Here are three steps DCH should take:

  1. DCH should within 12 months diversify the top four upper-level executive leadership positions of chief executive officer, chief operations officer, chief medical officer and vice president of medical affairs. These positions have been held exclusively by white males. These specific changes at the highest organizational level will demonstrate a serious commitment by DCH to fundamentally change its racial relations.
  2. DCH should declare an end to the era of one non-white Board member. DCH should aim to have at least four people of color on the DCH Board within the next 12 months. The four longest-serving members should ultimately step out of the doorway and welcome new leadership.
  3. DCH should preferentially partner with talented and capable businesses that have diversity in their leadership.
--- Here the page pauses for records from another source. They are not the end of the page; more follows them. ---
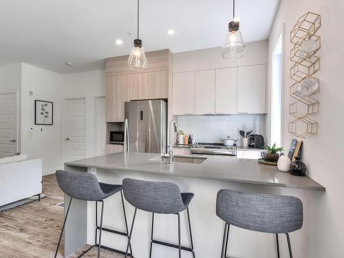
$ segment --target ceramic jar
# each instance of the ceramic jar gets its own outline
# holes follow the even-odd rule
[[[282,172],[288,172],[290,170],[290,159],[288,156],[281,154],[277,161],[277,169]]]

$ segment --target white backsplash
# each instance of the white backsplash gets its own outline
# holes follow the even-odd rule
[[[198,142],[219,142],[230,136],[238,139],[238,146],[242,145],[239,130],[266,136],[266,115],[232,116],[180,116],[178,118],[178,131],[193,133]]]

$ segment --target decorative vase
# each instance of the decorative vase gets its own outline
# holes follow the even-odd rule
[[[279,153],[268,153],[267,152],[261,151],[260,155],[264,160],[270,162],[277,162],[279,158]]]
[[[277,161],[277,168],[280,171],[288,172],[290,170],[290,159],[288,156],[281,154]]]
[[[307,166],[305,163],[301,161],[301,157],[296,157],[295,161],[290,164],[290,174],[294,175],[303,176],[305,175],[307,171]]]

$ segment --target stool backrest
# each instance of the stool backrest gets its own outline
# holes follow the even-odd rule
[[[66,195],[84,201],[99,201],[104,193],[97,178],[89,173],[58,170],[56,173],[58,186]]]
[[[122,184],[125,199],[140,210],[162,214],[185,210],[180,190],[175,184],[125,178]]]
[[[286,233],[302,227],[302,202],[295,197],[220,190],[216,214],[228,224],[255,231]]]

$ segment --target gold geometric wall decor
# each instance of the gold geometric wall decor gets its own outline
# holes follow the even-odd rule
[[[320,69],[320,58],[315,56],[321,47],[320,36],[316,35],[321,26],[321,17],[308,12],[301,17],[290,32],[290,95],[296,100],[289,106],[289,114],[295,119],[289,123],[289,132],[296,137],[307,138],[318,133],[318,122],[310,116],[319,112],[319,102],[311,97],[319,91],[319,80],[314,74]]]

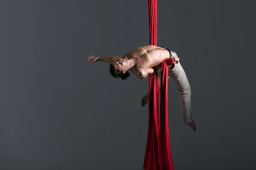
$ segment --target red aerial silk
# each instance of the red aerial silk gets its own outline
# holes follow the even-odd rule
[[[157,45],[157,0],[148,0],[150,45]],[[159,112],[158,75],[149,76],[148,130],[143,168],[145,170],[172,170],[168,126],[168,68],[173,59],[161,64],[161,100]],[[166,63],[167,64],[166,64]]]

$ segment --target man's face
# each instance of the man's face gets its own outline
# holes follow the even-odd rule
[[[127,71],[127,68],[129,66],[126,57],[121,58],[113,62],[113,64],[116,69],[122,71],[123,73]]]

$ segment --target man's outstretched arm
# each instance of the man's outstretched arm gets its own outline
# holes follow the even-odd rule
[[[95,62],[97,61],[102,61],[106,62],[112,62],[123,57],[123,56],[107,56],[101,57],[95,57],[93,55],[90,55],[88,57],[89,62]]]

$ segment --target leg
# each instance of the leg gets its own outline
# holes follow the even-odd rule
[[[191,90],[189,83],[180,62],[172,66],[169,73],[176,84],[180,93],[183,122],[189,125],[195,130],[195,125],[192,119]]]

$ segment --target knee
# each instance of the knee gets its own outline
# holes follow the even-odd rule
[[[191,88],[190,88],[189,84],[184,86],[179,87],[178,88],[178,90],[182,93],[184,93],[188,94],[191,94]]]

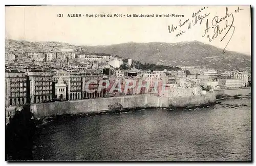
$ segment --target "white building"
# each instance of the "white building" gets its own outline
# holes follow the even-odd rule
[[[109,62],[109,64],[114,68],[119,68],[121,65],[123,65],[123,62],[121,60],[119,60],[117,57],[115,57],[113,60]]]
[[[55,98],[66,100],[66,85],[64,84],[63,78],[60,77],[55,84]]]
[[[241,79],[219,79],[219,85],[225,86],[227,88],[242,87],[243,80]]]
[[[51,61],[53,59],[53,52],[47,52],[46,53],[46,61]]]
[[[128,62],[127,64],[128,65],[128,66],[131,66],[131,65],[132,65],[132,64],[133,64],[133,60],[131,58],[129,58],[128,59]]]
[[[231,79],[241,79],[243,80],[243,86],[248,85],[248,73],[247,71],[239,71],[237,70],[225,71],[223,75]]]
[[[124,76],[124,71],[122,70],[117,70],[115,71],[115,76],[117,77],[122,77]]]
[[[110,55],[78,54],[77,58],[88,61],[97,61],[100,63],[108,63],[110,61]]]
[[[208,70],[204,72],[204,75],[209,76],[210,78],[215,78],[217,76],[217,71],[215,70]]]
[[[13,53],[6,53],[5,54],[5,60],[8,61],[13,61],[15,59],[15,56]]]

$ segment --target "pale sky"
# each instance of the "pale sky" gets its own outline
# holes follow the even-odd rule
[[[214,29],[219,25],[220,31],[230,25],[233,16],[234,32],[226,50],[251,54],[251,24],[249,6],[240,6],[239,12],[236,12],[238,6],[228,6],[229,17],[220,21],[226,15],[226,6],[205,6],[205,9],[197,14],[204,16],[202,21],[193,25],[196,13],[204,6],[53,6],[6,7],[6,37],[16,40],[30,41],[59,41],[70,44],[97,45],[119,44],[130,42],[161,42],[175,43],[185,41],[198,40],[224,49],[233,31],[230,28],[222,42],[221,39],[229,27],[211,40],[207,38],[214,35]],[[68,17],[68,14],[81,14],[81,17]],[[62,14],[63,17],[57,17]],[[86,14],[93,14],[93,17],[87,17]],[[97,14],[112,14],[112,17],[97,17]],[[121,14],[122,17],[114,17],[114,14]],[[154,14],[153,18],[127,17],[127,14]],[[156,17],[156,14],[184,15],[184,17]],[[123,16],[123,15],[125,16]],[[84,15],[84,16],[83,16]],[[218,16],[219,22],[213,26],[212,20]],[[201,17],[201,16],[199,16]],[[187,22],[179,27],[182,23],[189,19]],[[210,29],[202,37],[208,20]],[[188,29],[190,22],[190,29]],[[215,24],[214,22],[213,24]],[[178,29],[170,34],[168,25],[177,26]],[[214,28],[210,28],[214,26]],[[181,36],[176,35],[186,31]],[[220,32],[221,31],[220,31]]]

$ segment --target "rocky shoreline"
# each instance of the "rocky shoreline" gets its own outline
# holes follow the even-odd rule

In 2019, DCH failed in this respect by rejecting the physicians of Tuscaloosa Lung, Critical Care & Sleep, P.C. DCH should avoid that same mistake in 2021. DCH should renew its present contract with Pinnacle Physician Group, LLP at Northport. Look at the faces of Pinnacle. They are the faces of Tuscaloosa and West Alabama. DCH should eagerly embrace the talented diversity of Pinnacle, not cast it aside.

To some, these ideas will seem radical. But the truly radical notion is that for the past four decades not one person of color has been in the true corridors of power in an institution that serves a city where 50% are racial minorities. It is time for DCH to do the right thing.

Dr. Elizabeth Marshall-Smith completed her Family Medicine Residency at the University of Alabama in Tuscaloosa in 2013, where she served as Chief Resident her final year. She presently serves as the Chairwoman of the Department of Family Medicine at DCH Regional Medical Center. She also is the Chief Operating Officer of Pinnacle Physician Group, LLP.